Method: projects.locations.batchTranslateText

Translates a large volume of text in asynchronous batch mode. This function provides real-time output as the inputs are being processed. If caller cancels a request, the partial results (for an input file, it's all or nothing) may still be available on the specified output location.

This call returns immediately and you can use google.longrunning.Operation.name to poll the status of the call.

HTTP request

POST https://translate.googleapis.com/v3beta1/{parent=projects/*/locations/*}:batchTranslateText

The URL uses gRPC Transcoding syntax.

Path parameters

Parameters
parent

string

Required. Location to make a call. Must refer to a caller's project.

Format: projects/{project-number-or-id}/locations/{location-id}.

The global location is not supported for batch translation.

Only AutoML Translation models or glossaries within the same region (have the same location-id) can be used, otherwise an INVALID_ARGUMENT (400) error is returned.

Request body

The request body contains data with the following structure:

JSON representation
{
  "sourceLanguageCode": string,
  "targetLanguageCodes": [
    string
  ],
  "models": {
    string: string,
    ...
  },
  "inputConfigs": [
    {
      object (InputConfig)
    }
  ],
  "outputConfig": {
    object (OutputConfig)
  },
  "glossaries": {
    string: {
      object (TranslateTextGlossaryConfig)
    },
    ...
  },
  "labels": {
    string: string,
    ...
  }
}
Fields
sourceLanguageCode

string

Required. Source language code.

targetLanguageCodes[]

string

Required. Specify up to 10 language codes here.

models

map (key: string, value: string)

Optional. The models to use for translation. Map's key is target language code. Map's value is model name. Value can be a built-in general model, or an AutoML Translation model.

The value format depends on model type:

  • AutoML Translation models: projects/{project-number-or-id}/locations/{location-id}/models/{model-id}

  • General (built-in) models: projects/{project-number-or-id}/locations/{location-id}/models/general/nmt,

If the map is empty or a specific model is not requested for a language pair, then default google model (nmt) is used.

Authorization requires one or more of the following IAM permissions on the specified resource models:

  • cloudtranslate.generalModels.batchPredict
  • automl.models.predict
inputConfigs[]

object (InputConfig)

Required. Input configurations. The total number of files matched should be <= 100. The total content size should be <= 100M Unicode codepoints. The files must use UTF-8 encoding.

outputConfig

object (OutputConfig)

Required. Output configuration. If 2 input configs match to the same file (that is, same input path), we don't generate output for duplicate inputs.

glossaries

map (key: string, value: object (TranslateTextGlossaryConfig))

Optional. Glossaries to be applied for translation. It's keyed by target language code.

Authorization requires the following IAM permission on the specified resource glossaries:

  • cloudtranslate.glossaries.batchPredict
labels

map (key: string, value: string)

Optional.

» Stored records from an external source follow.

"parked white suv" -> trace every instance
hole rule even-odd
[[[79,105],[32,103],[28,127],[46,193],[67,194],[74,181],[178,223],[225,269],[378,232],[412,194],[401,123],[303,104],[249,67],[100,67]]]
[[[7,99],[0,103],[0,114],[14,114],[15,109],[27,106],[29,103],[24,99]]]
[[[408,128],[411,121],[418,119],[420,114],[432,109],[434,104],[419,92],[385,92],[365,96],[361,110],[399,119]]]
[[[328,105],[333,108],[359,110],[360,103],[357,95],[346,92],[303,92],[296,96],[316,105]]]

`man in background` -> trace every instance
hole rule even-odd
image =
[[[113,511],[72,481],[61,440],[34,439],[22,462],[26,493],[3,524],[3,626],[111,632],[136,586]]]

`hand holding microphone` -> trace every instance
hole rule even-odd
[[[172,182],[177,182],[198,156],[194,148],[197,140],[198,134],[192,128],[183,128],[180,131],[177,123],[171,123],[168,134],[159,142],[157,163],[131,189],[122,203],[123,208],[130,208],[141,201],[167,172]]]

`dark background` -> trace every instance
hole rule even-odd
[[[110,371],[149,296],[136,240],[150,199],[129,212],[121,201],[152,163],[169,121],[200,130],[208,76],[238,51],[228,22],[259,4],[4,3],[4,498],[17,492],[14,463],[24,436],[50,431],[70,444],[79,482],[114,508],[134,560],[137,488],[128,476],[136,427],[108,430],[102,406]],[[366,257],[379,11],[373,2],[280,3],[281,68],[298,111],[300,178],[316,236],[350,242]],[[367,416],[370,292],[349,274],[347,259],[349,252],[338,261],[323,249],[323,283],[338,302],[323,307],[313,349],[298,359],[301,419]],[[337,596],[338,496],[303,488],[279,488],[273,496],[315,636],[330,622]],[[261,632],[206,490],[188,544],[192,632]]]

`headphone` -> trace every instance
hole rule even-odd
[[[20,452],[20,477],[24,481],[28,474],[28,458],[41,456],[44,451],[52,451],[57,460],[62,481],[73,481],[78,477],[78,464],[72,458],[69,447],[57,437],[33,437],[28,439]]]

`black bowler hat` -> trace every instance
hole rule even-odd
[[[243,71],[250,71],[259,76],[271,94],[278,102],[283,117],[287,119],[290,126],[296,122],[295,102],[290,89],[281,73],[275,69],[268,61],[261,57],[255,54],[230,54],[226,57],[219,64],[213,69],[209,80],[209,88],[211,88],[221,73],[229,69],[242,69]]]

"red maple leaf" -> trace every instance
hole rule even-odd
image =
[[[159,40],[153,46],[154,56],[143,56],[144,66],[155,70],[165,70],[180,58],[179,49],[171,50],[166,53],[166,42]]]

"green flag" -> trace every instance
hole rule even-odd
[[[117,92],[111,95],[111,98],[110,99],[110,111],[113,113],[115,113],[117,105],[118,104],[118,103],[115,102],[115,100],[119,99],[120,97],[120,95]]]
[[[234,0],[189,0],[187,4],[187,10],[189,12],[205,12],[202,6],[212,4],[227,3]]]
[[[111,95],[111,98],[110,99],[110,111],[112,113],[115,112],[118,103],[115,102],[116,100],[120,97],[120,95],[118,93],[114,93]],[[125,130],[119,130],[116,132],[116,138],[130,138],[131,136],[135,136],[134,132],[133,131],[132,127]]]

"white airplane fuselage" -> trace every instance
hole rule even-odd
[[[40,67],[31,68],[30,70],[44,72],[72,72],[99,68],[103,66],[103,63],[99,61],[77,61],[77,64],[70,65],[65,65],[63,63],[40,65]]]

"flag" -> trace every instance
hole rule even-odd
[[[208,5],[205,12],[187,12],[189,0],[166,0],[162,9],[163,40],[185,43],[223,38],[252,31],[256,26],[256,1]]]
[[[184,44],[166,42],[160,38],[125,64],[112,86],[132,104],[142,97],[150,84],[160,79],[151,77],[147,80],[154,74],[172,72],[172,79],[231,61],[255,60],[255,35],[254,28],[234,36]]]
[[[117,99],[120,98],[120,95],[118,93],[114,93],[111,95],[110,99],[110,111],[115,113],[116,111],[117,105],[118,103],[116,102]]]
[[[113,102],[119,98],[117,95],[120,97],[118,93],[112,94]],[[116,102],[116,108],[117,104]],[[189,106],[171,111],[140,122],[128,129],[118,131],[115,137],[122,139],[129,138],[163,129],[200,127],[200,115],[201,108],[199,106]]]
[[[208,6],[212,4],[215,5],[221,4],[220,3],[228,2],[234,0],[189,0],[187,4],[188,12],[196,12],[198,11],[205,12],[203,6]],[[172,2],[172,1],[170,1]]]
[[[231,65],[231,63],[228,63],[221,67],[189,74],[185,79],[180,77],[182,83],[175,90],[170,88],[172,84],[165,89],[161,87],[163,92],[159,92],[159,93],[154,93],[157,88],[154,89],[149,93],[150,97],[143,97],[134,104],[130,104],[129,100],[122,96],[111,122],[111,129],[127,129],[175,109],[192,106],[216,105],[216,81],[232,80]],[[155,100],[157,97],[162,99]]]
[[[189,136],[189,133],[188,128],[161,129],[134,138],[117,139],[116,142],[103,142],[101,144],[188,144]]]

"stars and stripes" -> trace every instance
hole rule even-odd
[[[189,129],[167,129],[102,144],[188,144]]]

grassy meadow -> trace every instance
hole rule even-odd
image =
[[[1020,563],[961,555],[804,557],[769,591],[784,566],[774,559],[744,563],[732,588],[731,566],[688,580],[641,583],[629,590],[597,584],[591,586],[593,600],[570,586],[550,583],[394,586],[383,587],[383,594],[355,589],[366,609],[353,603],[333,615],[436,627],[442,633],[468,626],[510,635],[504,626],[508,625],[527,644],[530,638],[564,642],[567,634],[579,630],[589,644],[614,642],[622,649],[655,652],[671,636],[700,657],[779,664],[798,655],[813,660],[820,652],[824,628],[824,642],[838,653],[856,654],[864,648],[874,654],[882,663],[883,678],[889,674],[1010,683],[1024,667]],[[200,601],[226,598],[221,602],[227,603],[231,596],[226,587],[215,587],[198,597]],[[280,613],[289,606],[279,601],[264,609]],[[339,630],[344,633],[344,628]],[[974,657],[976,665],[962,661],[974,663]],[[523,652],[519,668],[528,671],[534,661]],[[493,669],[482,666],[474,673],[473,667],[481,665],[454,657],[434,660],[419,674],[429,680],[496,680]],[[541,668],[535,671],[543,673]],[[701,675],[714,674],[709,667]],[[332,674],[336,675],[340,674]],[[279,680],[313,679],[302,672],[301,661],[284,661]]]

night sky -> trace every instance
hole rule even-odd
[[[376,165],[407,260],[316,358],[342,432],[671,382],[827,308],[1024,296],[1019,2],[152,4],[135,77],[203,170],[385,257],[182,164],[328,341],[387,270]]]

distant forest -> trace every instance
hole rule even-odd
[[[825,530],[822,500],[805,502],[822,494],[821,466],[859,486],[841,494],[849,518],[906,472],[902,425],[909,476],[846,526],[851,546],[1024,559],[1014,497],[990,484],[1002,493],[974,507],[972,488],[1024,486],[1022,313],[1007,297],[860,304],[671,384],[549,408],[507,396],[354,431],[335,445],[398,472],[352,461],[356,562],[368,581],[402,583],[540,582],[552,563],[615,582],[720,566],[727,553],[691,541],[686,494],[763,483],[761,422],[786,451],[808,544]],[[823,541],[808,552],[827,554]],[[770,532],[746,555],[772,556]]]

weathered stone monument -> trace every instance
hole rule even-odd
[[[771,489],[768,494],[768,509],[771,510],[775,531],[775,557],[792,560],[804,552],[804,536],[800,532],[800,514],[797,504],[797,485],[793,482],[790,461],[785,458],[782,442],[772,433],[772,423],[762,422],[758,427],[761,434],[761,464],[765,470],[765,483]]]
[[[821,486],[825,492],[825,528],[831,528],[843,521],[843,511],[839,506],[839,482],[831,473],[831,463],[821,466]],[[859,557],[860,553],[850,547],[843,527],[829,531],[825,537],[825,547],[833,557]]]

The labels with user-defined metadata for the request.

Label keys and values can be no longer than 63 characters (Unicode codepoints), can only contain lowercase letters, numeric characters, underscores and dashes. International characters are allowed. Label values are optional. Label keys must start with a letter.

See https://cloud.google.com/translate/docs/labels for more information.

Response body

If successful, the response body contains an instance of Operation.

Authorization scopes

Requires the following OAuth scope:

  • https://www.googleapis.com/auth/cloud-platform

For more information, see the Authentication Overview.

InputConfig

Input configuration for locations.batchTranslateText request.

JSON representation
{
  "mimeType": string,

  // Union field source can be only one of the following:
  "gcsSource": {
    object (GcsSource)
  }
  // End of list of possible types for union field source.
}
Fields
mimeType

string

Optional. Can be "text/plain" or "text/html". For .tsv, "text/html" is used if mimeType is missing. For .html, this field must be "text/html" or empty. For .txt, this field must be "text/plain" or empty.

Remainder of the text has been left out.